There are five qualities of seventh chords that appear in diatonic music: major seventh, dominant seventh, minor seventh, diminished seventh (also called fully-diminished), and half-diminished seventh. They are comprised of the following intervals above their roots:

  • major seventh: Major 3rd, Perfect 5th, and Major 7th above the root (or major triad with a major seventh)
  • dominant seventh: Major 3rd, Perfect 5th, and Minor 7th above the root (or major triad with a minor seventh)
  • minor seventh: Minor 3rd, Perfect 5th, Minor 7th above the root (or minor triad with a minor seventh)
  • diminished seventh: Minor 3rd, Diminished 5th, and Diminished 7th above the root (or diminished triad with a diminished seventh)
  • half-diminished seventh: Minor3, Diminished 5th, and Minor 7th above the root (or diminished triad with a minor seventh)

Try your hand at identifying the quality of different seventh chords.

Here's another exercise where you will construct a given seventh chord quality. Note that all the notes have already been arranged for you in thirds. You'll need to add the correct accidentals by using the controls below the staff.

Take a listen at the five different types of seventh chords below.
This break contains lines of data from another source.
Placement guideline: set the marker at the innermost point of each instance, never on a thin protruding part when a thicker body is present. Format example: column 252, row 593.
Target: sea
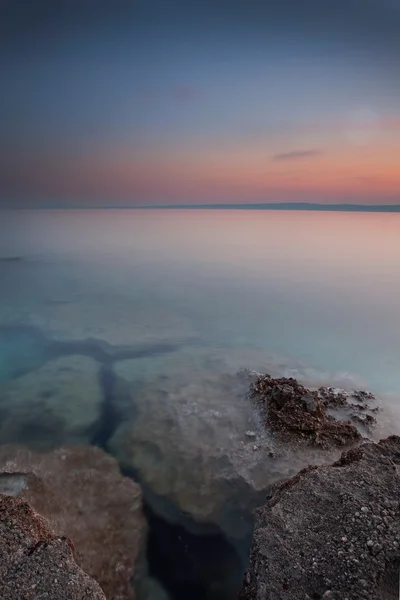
column 153, row 294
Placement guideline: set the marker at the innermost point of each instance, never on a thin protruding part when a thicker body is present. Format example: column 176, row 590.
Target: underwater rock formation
column 59, row 403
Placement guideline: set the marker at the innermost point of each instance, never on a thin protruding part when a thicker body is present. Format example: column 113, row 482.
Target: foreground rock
column 331, row 532
column 34, row 563
column 81, row 493
column 206, row 454
column 302, row 417
column 59, row 403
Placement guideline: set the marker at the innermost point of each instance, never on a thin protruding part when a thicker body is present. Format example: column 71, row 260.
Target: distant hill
column 290, row 206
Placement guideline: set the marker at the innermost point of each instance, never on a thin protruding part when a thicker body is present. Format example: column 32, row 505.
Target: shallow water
column 158, row 299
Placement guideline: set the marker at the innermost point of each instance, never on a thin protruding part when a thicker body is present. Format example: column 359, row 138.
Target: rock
column 81, row 493
column 197, row 468
column 308, row 543
column 59, row 403
column 34, row 563
column 193, row 466
column 298, row 416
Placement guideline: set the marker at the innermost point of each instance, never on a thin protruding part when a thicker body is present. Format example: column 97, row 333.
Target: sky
column 154, row 102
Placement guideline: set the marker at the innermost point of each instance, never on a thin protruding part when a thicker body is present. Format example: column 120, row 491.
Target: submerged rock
column 59, row 403
column 190, row 451
column 34, row 563
column 206, row 454
column 331, row 532
column 81, row 493
column 299, row 416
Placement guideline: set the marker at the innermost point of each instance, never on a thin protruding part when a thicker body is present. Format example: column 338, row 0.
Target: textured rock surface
column 36, row 564
column 299, row 416
column 200, row 448
column 59, row 403
column 81, row 493
column 190, row 450
column 331, row 532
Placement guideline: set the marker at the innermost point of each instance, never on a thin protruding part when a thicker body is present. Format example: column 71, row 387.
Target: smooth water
column 320, row 288
column 168, row 301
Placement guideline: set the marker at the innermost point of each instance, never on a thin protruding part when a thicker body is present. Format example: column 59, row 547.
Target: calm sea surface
column 168, row 304
column 317, row 289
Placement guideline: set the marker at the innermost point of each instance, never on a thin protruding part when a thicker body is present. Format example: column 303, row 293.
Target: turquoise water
column 319, row 289
column 131, row 323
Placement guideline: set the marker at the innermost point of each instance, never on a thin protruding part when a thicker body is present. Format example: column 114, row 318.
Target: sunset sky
column 151, row 102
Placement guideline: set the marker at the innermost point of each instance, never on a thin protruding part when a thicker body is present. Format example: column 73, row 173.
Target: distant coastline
column 386, row 208
column 286, row 206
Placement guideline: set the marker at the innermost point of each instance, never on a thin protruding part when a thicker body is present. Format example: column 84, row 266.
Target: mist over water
column 322, row 289
column 170, row 305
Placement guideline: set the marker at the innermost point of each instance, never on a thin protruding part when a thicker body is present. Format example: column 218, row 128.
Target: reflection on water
column 137, row 320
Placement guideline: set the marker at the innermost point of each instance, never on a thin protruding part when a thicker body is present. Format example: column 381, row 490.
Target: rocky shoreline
column 328, row 531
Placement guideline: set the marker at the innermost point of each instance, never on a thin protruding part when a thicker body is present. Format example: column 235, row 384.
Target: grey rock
column 298, row 538
column 34, row 563
column 82, row 495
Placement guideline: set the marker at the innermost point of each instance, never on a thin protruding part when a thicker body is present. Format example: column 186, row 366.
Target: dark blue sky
column 155, row 102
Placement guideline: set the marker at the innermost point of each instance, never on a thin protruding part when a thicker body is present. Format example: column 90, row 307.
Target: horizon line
column 228, row 206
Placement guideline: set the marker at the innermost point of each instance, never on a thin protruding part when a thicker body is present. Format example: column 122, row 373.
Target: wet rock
column 59, row 403
column 191, row 463
column 358, row 406
column 35, row 563
column 190, row 439
column 81, row 493
column 318, row 535
column 298, row 416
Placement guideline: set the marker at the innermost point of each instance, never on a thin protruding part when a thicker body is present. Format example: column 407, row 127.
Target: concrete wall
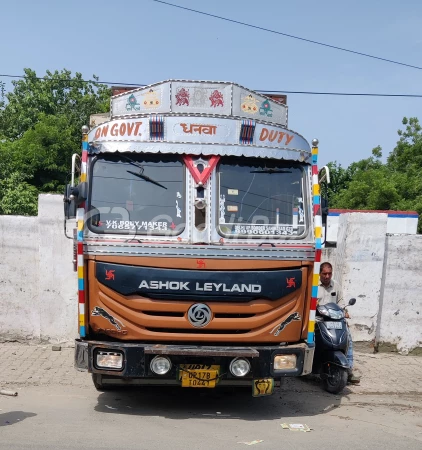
column 382, row 272
column 38, row 288
column 400, row 321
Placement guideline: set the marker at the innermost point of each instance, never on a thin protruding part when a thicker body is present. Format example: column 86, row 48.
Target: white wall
column 359, row 266
column 401, row 312
column 19, row 270
column 398, row 222
column 38, row 287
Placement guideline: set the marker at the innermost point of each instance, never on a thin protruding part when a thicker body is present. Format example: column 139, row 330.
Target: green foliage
column 40, row 129
column 370, row 184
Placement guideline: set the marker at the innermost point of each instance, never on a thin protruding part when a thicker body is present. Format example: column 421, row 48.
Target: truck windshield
column 261, row 198
column 137, row 194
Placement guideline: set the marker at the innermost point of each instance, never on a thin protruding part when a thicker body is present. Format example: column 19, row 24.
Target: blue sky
column 146, row 42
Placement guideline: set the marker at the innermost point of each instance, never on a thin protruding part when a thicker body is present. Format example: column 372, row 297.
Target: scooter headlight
column 331, row 313
column 335, row 313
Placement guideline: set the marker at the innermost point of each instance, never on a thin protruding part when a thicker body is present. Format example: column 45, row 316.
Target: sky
column 144, row 42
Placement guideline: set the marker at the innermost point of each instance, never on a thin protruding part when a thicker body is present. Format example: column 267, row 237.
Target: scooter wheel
column 335, row 379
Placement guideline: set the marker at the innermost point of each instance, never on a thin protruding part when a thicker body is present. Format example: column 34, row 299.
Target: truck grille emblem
column 199, row 315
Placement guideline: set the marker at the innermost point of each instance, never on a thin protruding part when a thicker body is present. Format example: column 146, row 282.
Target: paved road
column 58, row 408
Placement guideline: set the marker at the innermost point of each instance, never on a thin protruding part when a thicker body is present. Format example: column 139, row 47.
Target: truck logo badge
column 199, row 315
column 110, row 274
column 97, row 311
column 291, row 282
column 279, row 328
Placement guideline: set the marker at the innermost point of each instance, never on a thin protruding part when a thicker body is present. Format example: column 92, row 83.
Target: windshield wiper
column 270, row 171
column 144, row 177
column 140, row 174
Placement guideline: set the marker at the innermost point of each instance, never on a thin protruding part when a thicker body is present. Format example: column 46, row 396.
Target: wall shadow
column 13, row 417
column 295, row 398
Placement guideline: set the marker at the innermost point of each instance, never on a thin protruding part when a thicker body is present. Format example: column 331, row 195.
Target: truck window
column 261, row 198
column 137, row 194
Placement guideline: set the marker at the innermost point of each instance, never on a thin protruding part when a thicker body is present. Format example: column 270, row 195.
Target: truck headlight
column 160, row 365
column 109, row 360
column 284, row 362
column 240, row 367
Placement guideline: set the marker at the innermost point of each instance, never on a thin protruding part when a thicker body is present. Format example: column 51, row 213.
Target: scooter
column 331, row 343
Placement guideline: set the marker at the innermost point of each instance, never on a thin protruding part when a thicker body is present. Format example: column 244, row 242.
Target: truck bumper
column 136, row 359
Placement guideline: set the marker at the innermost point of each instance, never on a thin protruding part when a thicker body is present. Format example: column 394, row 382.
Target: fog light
column 160, row 365
column 240, row 367
column 283, row 362
column 109, row 360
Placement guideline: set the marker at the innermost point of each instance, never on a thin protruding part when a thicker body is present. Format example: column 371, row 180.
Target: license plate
column 262, row 386
column 198, row 375
column 334, row 325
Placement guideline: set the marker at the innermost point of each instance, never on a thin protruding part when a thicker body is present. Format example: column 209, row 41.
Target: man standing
column 328, row 294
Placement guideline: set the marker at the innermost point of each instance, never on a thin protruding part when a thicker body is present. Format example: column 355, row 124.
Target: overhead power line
column 135, row 85
column 335, row 47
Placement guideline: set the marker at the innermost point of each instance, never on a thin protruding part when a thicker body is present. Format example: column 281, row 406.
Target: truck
column 196, row 218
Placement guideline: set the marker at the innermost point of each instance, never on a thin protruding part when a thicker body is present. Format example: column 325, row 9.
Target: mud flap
column 336, row 358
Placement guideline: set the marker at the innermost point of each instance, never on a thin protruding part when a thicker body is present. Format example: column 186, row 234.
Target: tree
column 396, row 185
column 40, row 128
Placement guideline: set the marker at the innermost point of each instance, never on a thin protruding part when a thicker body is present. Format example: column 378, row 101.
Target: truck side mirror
column 69, row 203
column 324, row 210
column 73, row 197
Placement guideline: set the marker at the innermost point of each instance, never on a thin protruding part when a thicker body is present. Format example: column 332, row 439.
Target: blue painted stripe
column 402, row 216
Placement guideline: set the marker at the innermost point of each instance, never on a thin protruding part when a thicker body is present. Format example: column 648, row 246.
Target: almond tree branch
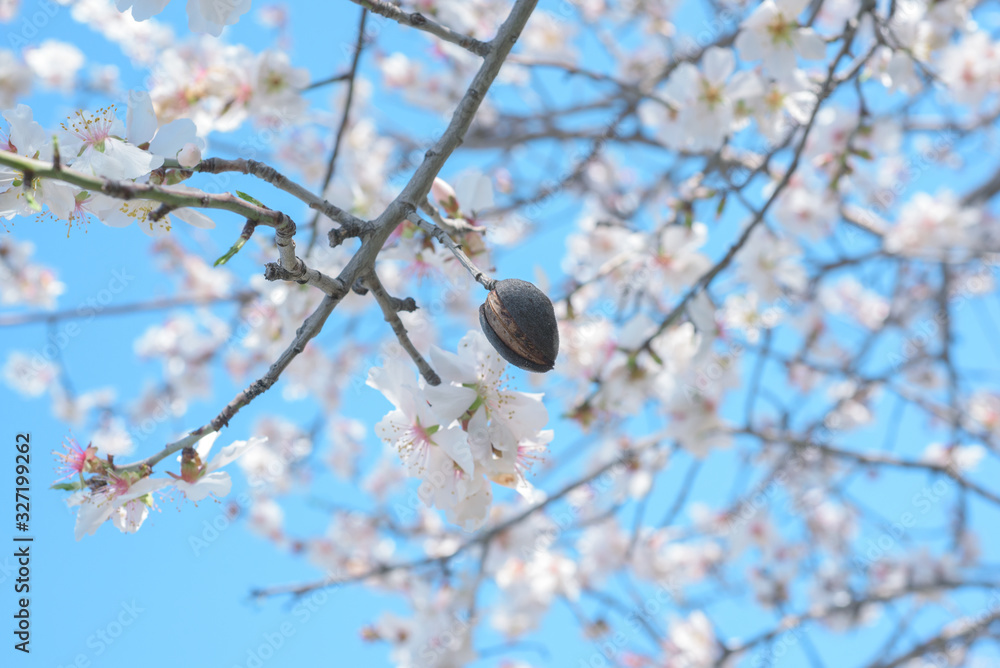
column 176, row 199
column 421, row 22
column 390, row 310
column 309, row 329
column 477, row 274
column 282, row 182
column 345, row 117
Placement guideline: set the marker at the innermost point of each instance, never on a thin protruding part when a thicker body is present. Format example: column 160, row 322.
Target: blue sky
column 163, row 596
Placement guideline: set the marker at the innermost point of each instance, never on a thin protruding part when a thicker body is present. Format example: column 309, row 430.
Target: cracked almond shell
column 519, row 321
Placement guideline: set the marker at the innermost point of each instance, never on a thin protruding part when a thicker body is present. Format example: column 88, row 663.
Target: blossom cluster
column 465, row 433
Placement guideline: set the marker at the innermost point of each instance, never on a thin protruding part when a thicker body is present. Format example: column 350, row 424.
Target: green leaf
column 32, row 202
column 68, row 486
column 246, row 197
column 232, row 251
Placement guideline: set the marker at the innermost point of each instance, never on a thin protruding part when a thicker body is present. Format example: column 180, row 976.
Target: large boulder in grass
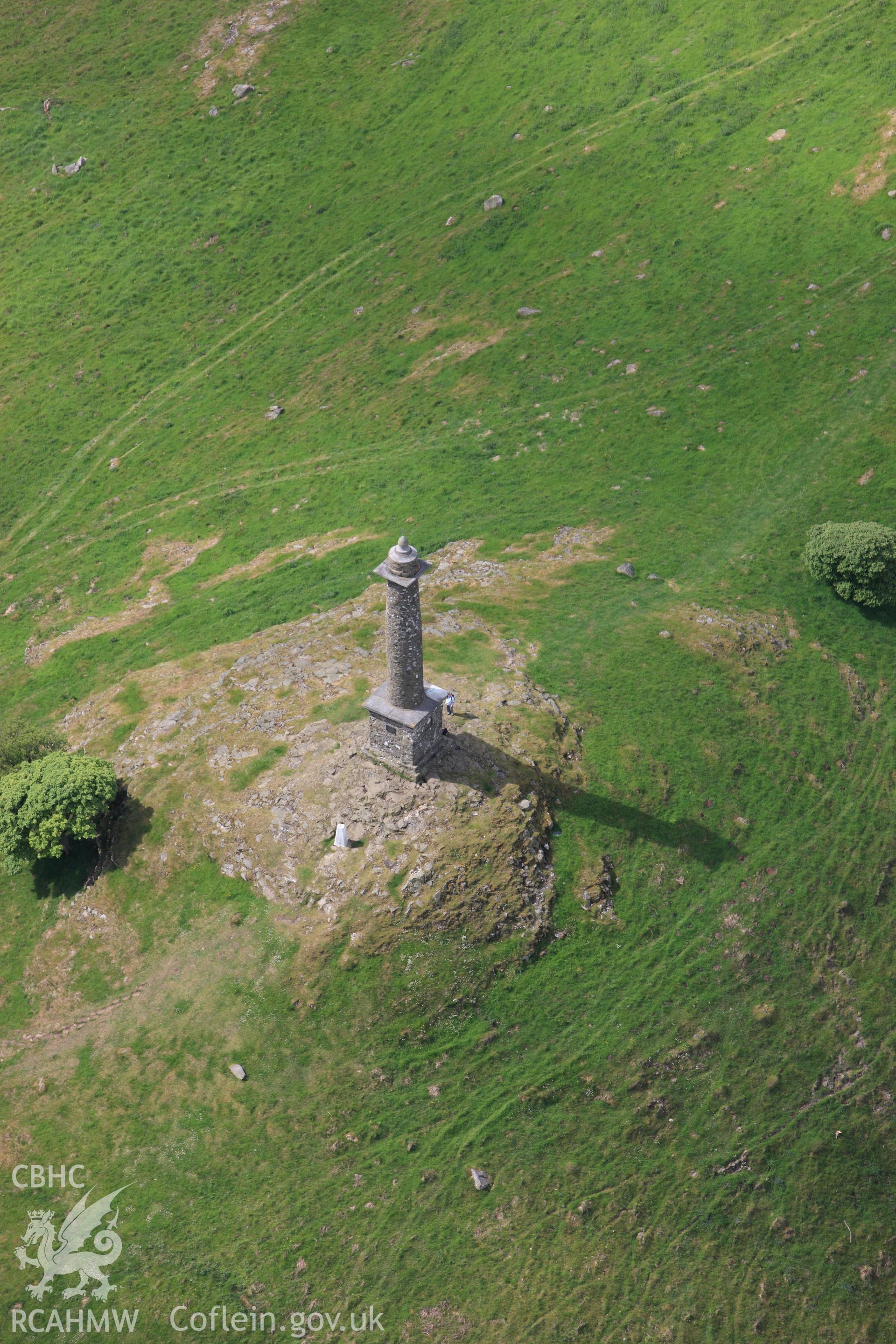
column 857, row 560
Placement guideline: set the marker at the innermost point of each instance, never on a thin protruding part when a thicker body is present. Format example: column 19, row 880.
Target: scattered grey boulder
column 70, row 168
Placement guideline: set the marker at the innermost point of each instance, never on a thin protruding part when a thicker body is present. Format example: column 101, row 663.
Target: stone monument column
column 404, row 625
column 405, row 713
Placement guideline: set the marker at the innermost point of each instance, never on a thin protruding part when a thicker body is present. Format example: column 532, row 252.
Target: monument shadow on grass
column 472, row 761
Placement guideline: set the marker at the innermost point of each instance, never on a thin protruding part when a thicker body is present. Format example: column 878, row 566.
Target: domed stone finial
column 404, row 560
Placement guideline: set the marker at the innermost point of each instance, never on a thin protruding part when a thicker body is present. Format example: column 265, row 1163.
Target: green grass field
column 293, row 249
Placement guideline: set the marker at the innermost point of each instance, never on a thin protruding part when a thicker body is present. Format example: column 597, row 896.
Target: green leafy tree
column 857, row 560
column 22, row 741
column 49, row 803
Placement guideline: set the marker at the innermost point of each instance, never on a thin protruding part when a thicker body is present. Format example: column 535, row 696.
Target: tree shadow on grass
column 479, row 764
column 124, row 828
column 129, row 822
column 65, row 877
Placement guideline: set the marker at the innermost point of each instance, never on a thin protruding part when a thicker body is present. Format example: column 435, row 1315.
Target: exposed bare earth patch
column 872, row 174
column 231, row 46
column 308, row 546
column 459, row 350
column 174, row 555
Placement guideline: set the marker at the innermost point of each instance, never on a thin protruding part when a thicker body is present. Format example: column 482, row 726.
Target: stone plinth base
column 406, row 740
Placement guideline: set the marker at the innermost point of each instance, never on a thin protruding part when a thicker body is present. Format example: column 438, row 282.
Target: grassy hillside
column 293, row 249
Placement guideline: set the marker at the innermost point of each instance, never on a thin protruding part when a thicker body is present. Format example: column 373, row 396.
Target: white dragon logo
column 68, row 1257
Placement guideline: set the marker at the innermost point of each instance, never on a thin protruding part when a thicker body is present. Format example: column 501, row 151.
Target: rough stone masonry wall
column 407, row 748
column 404, row 645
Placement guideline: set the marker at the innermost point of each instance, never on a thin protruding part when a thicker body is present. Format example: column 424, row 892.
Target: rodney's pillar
column 405, row 713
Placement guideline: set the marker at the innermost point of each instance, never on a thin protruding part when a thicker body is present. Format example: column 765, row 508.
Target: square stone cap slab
column 379, row 705
column 402, row 580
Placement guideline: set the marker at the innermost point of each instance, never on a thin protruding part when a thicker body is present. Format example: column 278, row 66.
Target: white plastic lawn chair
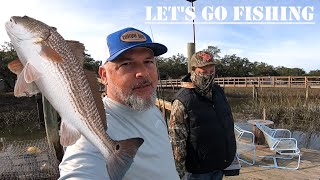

They are presented in order: C major seventh, C dominant seventh, C minor seventh, C diminished seventh, and C half-diminished seventh:

6.3 Lead Sheet Symbols for Seventh Chords

The following are the lead-sheet abbreviations for the different types of seventh chords:

  • major seventh: maj7 or △7 (Gmaj7 or G△7)
  • dominant seventh: 7 (B7)
  • minor seventh: m7 (F♯m7)
  • diminished seventh: dim7 or °7 (Ddim7 or D°7)
  • half-diminished seventh: ⦰7 (A⦰7)

6.4 Conclusions: What's next?

Now that you have completed the six standards in the Fundamentals of Music Theory part of this textbook, you are ready to continue exploring the more advanced topics in music theory, including different types of minor scales (and other scales as well), how to create chord progressions by understanding the principles of harmony, species counterpoint, four-part texture, non-chord tones, and chromaticism.